İnsan bu dünya zindanında hep derde, gama, kedere, acı ve ızdıraba düçar olmak üzere bulunur. Bu dünya aslen, hasret yurdudur. O yüzden bu dünya hayatında mutlu ve huzurlu olmayı beklemek ham hayaldir. Aslı acı ve gözyaşı olan bir ortamda bulunuyorsun. Madem ki buradasın acı çekmek, ağlamak, keder ve elem içinde yaşamak zorundasın. Bir gün mutlu olacağının hayalini kurmak ne kadar abes ise mızmızlanıp şikayetlenmek, ağlayıp sızlamak da o kadar abestir. Günlerimiz bu acı ve keder içinde akıp geçecektir. Günlerimiz geçip gidecek biz o günlere bize ait değilmiş gibi adeta bir yabancıymışız gibi bakıp duracağız.

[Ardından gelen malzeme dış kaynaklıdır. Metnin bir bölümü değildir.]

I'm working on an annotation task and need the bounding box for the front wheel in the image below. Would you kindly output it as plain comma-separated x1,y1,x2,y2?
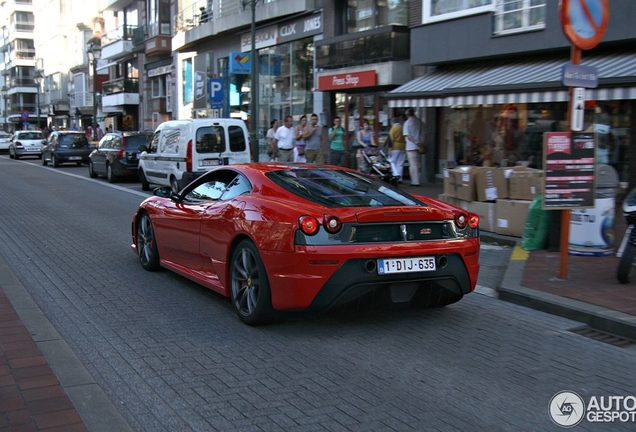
137,213,159,271
616,239,636,283
230,240,273,325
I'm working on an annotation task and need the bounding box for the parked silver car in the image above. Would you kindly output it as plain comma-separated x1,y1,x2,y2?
0,132,13,150
9,131,46,159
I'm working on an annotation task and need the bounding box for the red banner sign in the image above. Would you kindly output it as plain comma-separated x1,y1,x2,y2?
318,71,378,91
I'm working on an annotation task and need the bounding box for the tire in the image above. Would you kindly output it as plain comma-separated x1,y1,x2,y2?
170,176,179,193
106,164,117,183
88,161,97,178
137,213,160,271
230,240,273,325
139,170,150,191
616,243,636,283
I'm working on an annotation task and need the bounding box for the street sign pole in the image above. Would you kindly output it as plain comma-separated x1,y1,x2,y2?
559,0,609,279
559,45,585,279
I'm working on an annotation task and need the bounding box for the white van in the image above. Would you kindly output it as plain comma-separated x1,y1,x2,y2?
139,118,250,191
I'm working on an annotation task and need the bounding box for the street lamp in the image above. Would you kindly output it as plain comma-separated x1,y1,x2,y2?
86,40,102,141
243,0,260,162
0,85,9,132
33,69,44,129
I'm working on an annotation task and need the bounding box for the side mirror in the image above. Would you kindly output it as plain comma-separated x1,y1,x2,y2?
152,186,173,198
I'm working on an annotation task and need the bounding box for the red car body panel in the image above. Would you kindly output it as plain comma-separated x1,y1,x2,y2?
132,164,480,310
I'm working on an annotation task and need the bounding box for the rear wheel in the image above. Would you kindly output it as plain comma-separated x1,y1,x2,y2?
139,170,150,191
137,213,159,271
106,164,117,183
230,240,273,325
88,161,97,178
616,243,636,283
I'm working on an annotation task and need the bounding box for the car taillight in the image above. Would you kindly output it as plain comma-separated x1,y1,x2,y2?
298,216,318,235
455,213,468,229
117,138,126,160
322,215,342,234
186,140,192,172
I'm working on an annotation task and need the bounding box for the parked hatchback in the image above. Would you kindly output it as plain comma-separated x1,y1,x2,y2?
88,132,152,183
9,131,46,159
0,132,13,151
42,131,95,168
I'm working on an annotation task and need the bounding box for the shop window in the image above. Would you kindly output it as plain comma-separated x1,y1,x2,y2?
495,0,546,34
422,0,495,23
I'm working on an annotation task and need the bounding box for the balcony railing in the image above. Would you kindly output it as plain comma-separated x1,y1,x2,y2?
132,25,148,46
11,22,35,32
102,78,139,95
316,26,410,69
69,92,93,110
102,25,137,47
9,77,35,87
174,0,278,33
9,48,35,60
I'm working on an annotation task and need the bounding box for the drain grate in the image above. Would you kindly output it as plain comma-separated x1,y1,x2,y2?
569,326,636,348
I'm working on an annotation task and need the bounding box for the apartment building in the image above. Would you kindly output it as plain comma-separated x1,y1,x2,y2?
0,0,39,130
389,0,636,184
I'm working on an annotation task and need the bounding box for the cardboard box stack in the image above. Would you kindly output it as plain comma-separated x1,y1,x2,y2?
439,166,543,237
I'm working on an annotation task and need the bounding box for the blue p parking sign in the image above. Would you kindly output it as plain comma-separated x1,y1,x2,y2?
208,78,224,109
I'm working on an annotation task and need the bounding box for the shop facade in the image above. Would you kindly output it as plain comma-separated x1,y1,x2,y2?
388,0,636,185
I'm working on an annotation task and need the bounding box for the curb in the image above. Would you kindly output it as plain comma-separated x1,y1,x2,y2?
498,246,636,340
0,256,132,432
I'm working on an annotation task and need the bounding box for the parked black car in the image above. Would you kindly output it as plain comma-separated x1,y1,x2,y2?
88,131,152,183
42,131,95,168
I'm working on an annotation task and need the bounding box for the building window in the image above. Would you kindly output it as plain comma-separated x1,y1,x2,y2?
495,0,546,34
422,0,494,23
346,0,409,33
150,75,166,99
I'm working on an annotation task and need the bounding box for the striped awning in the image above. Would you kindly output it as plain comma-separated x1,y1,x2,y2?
386,53,636,108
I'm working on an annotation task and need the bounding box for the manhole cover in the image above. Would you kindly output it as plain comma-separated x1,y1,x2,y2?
569,326,636,348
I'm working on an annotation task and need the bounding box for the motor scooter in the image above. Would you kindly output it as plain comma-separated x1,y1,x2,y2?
616,189,636,283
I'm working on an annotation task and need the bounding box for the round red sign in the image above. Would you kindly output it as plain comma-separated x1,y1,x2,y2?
559,0,609,49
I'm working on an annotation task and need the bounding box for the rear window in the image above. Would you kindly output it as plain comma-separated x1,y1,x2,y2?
60,134,88,148
16,132,44,139
266,168,426,207
228,126,247,152
196,126,225,153
124,135,149,151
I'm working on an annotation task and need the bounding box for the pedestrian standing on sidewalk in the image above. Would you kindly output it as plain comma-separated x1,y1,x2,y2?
274,116,294,162
402,108,422,186
266,119,278,162
329,116,347,166
303,114,324,164
294,115,307,162
389,117,406,183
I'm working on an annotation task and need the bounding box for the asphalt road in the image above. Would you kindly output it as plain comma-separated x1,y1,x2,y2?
0,155,636,431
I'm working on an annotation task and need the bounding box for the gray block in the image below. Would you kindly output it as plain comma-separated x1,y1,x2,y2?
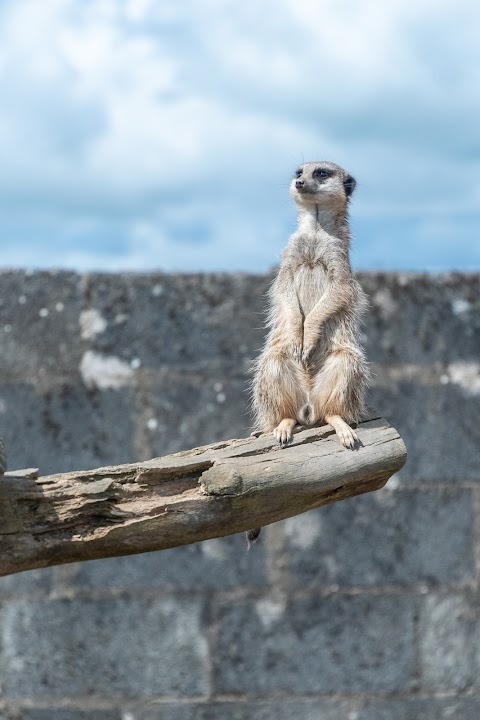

(RUZ HA BA SÜZ  HA HEMRAH ŞOD)

Günler ateşe yoldaş oldu

Öyle zamanımız geçmekte ki sanki bir ateş çemberinin içindeymişiz gibi. Kederlerimiz ciğerimizi yakıyor. Hasretini çektiğimiz mutluluk, huzur, zevk ve safanın yerini acı almış. Keder hüküm sürmekte her anımızda. İşte bütün bunlardan anlamamız gereken ilk ders gam ve kederin kaçınılmaz olduğu gerçeğidir. Ondan kaçmak, ondan kurtulmak, onun yerine zevk ve neşe ümidetmek çekilen acıyı katlayacaktır. O halde, keder ve acıdan kaçıp kurtulmaya çalışmaktan, şikayet etmekten vazgeçip bir lahza doğru düşünmen gerekir. Doğru düşünerek gerçeği bulmaya çabalaman en doğru yol olacaktır. Gerçek şudur. Bu dünya hasret yurdudur.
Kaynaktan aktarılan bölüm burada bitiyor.